Bitcoin: The Untouchable Winner in the SEC’s Crypto Clash

Bitcoin The Untouchable Winner in the SEC's Crypto Clash
Bitcoin The Untouchable Winner in the SEC's Crypto Clash by echotelegraph

Key Takeaways

  • The SEC is suing Coinbase and Binance over the registration of cryptocurrencies as securities, but bitcoin is exempt.
  • Bitcoin’s exceptional status as a non-security is boosting investor confidence in the leading cryptocurrency.
  • Bitcoin’s performance remains strong, with a 5% increase and a rising market share within the crypto market.
  • Bitcoin supporters express optimism about its future amid the regulatory challenges.
  • Bitcoin does not meet the criteria set by the Howey Test and was not created for profit-seeking purposes like other cryptocurrencies.
  • SEC Chair and former Chair have indicated that they view bitcoin as a commodity, not a security.
  • The SEC has identified 19 cryptocurrencies as securities, leading to declines in their market value.
  • Coinbase and Binance faced stock fluctuations, and customers withdrew significant amounts of funds after the SEC lawsuits.

The Securities and Exchange Commission (SEC) filed lawsuits against major cryptocurrency exchanges Coinbase and Binance on Monday and Tuesday, claiming that many cryptocurrencies traded on these platforms should be registered as securities. However, there is a significant exception to this classification: bitcoin. The SEC has made it clear that Bitcoin is not considered a security, which has boosted investor confidence in the leading cryptocurrency.

Bitcoin’s Performance and Investor Sentiment 

Despite the industry turbulence caused by the SEC lawsuits, bitcoin has shown resilience, leading investors to stick with it as a safe bet within the crypto market. At the time of reporting, bitcoin experienced a 5% increase, reaching $26,759, before settling at $26,400. Its market share, indicating its dominance in the overall crypto market, rose by 0.85% during the same period.

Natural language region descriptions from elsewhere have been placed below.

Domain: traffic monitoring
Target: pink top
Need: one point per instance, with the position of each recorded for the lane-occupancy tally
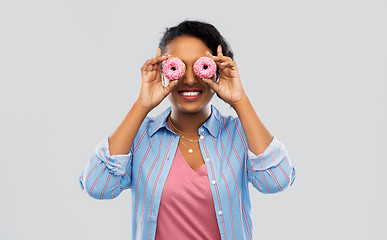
(186, 207)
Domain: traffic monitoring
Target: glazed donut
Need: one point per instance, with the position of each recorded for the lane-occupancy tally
(173, 68)
(205, 67)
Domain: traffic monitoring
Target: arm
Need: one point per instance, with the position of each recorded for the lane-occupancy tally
(109, 170)
(269, 167)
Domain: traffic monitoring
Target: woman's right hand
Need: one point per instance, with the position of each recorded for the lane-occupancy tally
(152, 90)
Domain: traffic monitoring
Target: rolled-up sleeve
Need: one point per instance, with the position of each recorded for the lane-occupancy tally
(105, 176)
(272, 171)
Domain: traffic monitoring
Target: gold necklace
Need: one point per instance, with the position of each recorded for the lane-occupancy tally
(190, 150)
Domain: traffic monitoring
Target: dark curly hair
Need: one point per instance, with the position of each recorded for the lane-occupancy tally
(202, 30)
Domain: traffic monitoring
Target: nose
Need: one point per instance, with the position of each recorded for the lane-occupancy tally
(189, 76)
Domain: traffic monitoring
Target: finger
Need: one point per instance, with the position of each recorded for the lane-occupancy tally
(158, 52)
(219, 50)
(208, 54)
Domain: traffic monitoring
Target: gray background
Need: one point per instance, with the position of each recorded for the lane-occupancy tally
(315, 72)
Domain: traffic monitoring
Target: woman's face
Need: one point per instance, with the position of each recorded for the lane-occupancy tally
(189, 49)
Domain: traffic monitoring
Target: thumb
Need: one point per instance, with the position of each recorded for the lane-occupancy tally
(211, 83)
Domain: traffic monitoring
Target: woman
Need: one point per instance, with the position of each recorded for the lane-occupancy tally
(189, 167)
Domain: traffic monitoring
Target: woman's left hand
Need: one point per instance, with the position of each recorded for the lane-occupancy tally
(229, 87)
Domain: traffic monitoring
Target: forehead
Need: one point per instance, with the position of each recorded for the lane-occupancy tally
(187, 48)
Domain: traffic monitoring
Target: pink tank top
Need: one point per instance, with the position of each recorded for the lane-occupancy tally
(186, 207)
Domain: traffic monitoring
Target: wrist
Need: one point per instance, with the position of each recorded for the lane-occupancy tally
(141, 108)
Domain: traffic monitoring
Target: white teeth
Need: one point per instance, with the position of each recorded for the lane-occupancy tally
(189, 93)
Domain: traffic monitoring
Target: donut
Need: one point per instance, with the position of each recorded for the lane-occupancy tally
(205, 67)
(173, 68)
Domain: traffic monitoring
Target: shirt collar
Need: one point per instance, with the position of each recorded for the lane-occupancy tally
(212, 124)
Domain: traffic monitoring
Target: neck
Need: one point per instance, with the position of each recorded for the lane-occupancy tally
(190, 122)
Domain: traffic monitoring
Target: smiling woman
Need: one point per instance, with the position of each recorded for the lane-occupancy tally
(189, 167)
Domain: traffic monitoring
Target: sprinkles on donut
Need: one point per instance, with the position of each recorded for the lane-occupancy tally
(173, 68)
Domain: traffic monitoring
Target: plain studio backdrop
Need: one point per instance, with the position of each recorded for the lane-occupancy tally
(315, 72)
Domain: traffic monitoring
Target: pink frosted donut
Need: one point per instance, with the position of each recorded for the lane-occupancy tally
(173, 68)
(205, 67)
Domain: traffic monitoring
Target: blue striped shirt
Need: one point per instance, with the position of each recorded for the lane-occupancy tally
(227, 157)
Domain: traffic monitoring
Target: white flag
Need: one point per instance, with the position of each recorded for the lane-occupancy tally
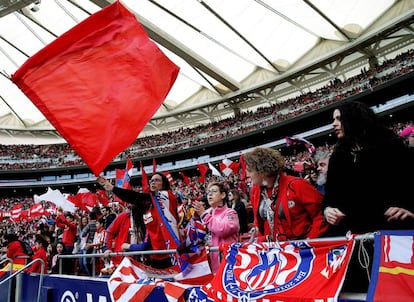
(57, 198)
(214, 170)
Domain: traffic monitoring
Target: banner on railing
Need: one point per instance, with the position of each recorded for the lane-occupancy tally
(392, 277)
(288, 271)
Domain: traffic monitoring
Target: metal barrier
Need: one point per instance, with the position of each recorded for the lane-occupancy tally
(367, 236)
(18, 273)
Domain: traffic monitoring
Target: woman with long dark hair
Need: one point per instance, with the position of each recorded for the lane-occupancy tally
(159, 211)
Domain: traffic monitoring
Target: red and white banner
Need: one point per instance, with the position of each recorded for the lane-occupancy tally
(16, 211)
(169, 177)
(134, 281)
(289, 271)
(393, 267)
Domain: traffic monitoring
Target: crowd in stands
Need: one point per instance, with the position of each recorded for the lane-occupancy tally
(14, 157)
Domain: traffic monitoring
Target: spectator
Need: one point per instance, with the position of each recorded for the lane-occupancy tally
(40, 253)
(322, 161)
(66, 221)
(285, 207)
(50, 252)
(15, 251)
(238, 205)
(366, 169)
(108, 215)
(128, 227)
(159, 208)
(408, 135)
(221, 221)
(87, 233)
(368, 165)
(98, 243)
(54, 268)
(185, 213)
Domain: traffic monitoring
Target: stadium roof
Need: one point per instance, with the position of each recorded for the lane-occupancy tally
(233, 55)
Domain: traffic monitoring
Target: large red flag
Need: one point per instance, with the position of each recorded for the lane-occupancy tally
(99, 83)
(154, 166)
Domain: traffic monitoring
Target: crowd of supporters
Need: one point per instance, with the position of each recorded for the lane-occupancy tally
(61, 155)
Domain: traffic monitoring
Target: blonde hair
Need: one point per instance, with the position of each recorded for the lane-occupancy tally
(264, 160)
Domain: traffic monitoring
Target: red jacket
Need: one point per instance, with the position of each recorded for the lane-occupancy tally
(37, 266)
(300, 203)
(117, 234)
(15, 249)
(69, 230)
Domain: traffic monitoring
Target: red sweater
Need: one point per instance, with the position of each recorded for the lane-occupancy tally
(37, 266)
(69, 230)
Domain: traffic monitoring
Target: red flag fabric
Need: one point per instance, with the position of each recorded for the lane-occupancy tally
(154, 166)
(229, 167)
(103, 197)
(185, 178)
(169, 177)
(85, 200)
(16, 211)
(287, 271)
(133, 281)
(99, 83)
(37, 210)
(203, 170)
(393, 267)
(145, 183)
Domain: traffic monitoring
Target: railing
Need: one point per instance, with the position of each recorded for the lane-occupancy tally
(16, 275)
(364, 237)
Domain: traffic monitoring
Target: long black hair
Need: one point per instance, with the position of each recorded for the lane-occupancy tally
(362, 127)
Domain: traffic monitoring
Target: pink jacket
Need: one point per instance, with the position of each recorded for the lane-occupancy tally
(223, 225)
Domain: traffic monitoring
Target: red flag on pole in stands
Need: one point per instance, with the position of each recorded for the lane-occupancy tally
(203, 170)
(99, 83)
(144, 181)
(185, 178)
(154, 166)
(169, 177)
(242, 168)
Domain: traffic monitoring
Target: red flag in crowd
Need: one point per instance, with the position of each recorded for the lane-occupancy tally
(101, 101)
(103, 197)
(242, 163)
(129, 282)
(154, 166)
(203, 170)
(229, 167)
(185, 178)
(123, 177)
(169, 177)
(16, 211)
(393, 267)
(289, 271)
(145, 183)
(37, 210)
(84, 199)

  • Year-to-Date Performance: Bitcoin has risen by 58% since the beginning of the year, although it remains down by a similar percentage from its peak in November 2021 at $68,790.

Optimism Among Bitcoin Supporters 

Proponents of bitcoin expressed optimism on social media, suggesting that the ongoing legal battles could work in favor of their favorite digital asset. Industry figures such as Cory Klippsten, CEO of bitcoin financial services firm Swan Bitcoin, and Pierre Rochard of bitcoin miner Riot Platforms, shared positive sentiments about bitcoin’s future amid the regulatory challenges.

The Howey Test and Bitcoin’s Exemption 

The SEC’s evaluation framework for determining whether digital assets qualify as securities is based on the Howey Test. This test originates from a 1946 Supreme Court case involving a Florida orange grove investment scheme. Bitcoin, according to its defenders, does not meet the criteria set by the Howey Test. Unlike other cryptocurrencies, it was not created by entrepreneurs seeking profits through pre-listed private sales to institutional investors. Instead, it was developed as an open-source concept by anonymous software developer Satoshi Nakamoto in January 2009.

Bitcoin as a Commodity 

While there is no explicit legal declaration on whether bitcoin is a security or a commodity, SEC Chair Gary Gensler and former Chair Jay Clayton have both indicated in public statements that they do not view bitcoin as a security. Most investors consider it to be a commodity, similar to gold or wheat. Bitcoin’s status as a commodity is expected to persist, providing further reassurance to investors.

Impact on Other Cryptocurrencies 

The SEC has identified 19 different crypto tokens, accounting for approximately 11% of the total crypto market capitalization, as securities in its lawsuits against Coinbase and Binance. Consequently, these coins experienced declines following the legal action. BNB, Cardano’s ADA, Polygon’s MATIC token, and Solana’s SOL token were among the cryptocurrencies affected.

Market Reaction and Withdrawals 

Coinbase’s stock initially fell by 12% following the SEC lawsuit but later rose by 2.8% at the opening of the next trading day. Customers reacted to the news by withdrawing $105 million from Coinbase within 24 hours of the lawsuit, adding to the $1.3 billion lost in the previous 24 hours. Similarly, Binance witnessed customer withdrawals of $492 million and $1.4 billion in the two preceding 24-hour periods.

Despite the challenges faced by the cryptocurrency industry due to the SEC lawsuits, bitcoin’s exempt status from being classified as a security has provided a level of stability and confidence to its investors.